Sun, a urologist specializing in male sexual health at a large urology group in Dallas-Fort Worth, shares how his clinical practice has evolved with the growing use of oral testosterone therapies. Together, they discuss the "art" behind managing testosterone deficiency, moving beyond standard injections and pellets to creative strategies that prioritize both symptom relief and long-term patient goals like fertility preservation.

Sun explains how oral testosterone formulations—thanks to their short-acting pharmacokinetics—can preserve some endogenous testosterone production, unlike traditional injections that often completely suppress it. He details how he customizes treatment plans by blending oral testosterone with agents like Clomiphene to boost hormonal levels without fully shutting down the body's own system, offering a more physiologically balanced solution for men who may want children in the future.

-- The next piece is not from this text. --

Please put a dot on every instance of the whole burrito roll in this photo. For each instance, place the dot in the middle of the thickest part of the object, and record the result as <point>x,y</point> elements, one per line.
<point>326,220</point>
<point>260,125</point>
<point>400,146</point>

Later, they delve into combination therapy strategies, including using oral testosterone alongside injectable TRT to better manage SHBG levels and mitigate side effects like polycythemia and acne—an approach that is gaining traction but rarely discussed in traditional guidelines or research.

Throughout the conversation, Sun challenges outdated perceptions about oral testosterone, emphasizing that modern formulations avoid the liver toxicity concerns associated with older agents like methyl testosterone. He encourages providers to consider oral testosterone as a first-line option for many patients, citing its convenience, patient preference, and physiological advantages.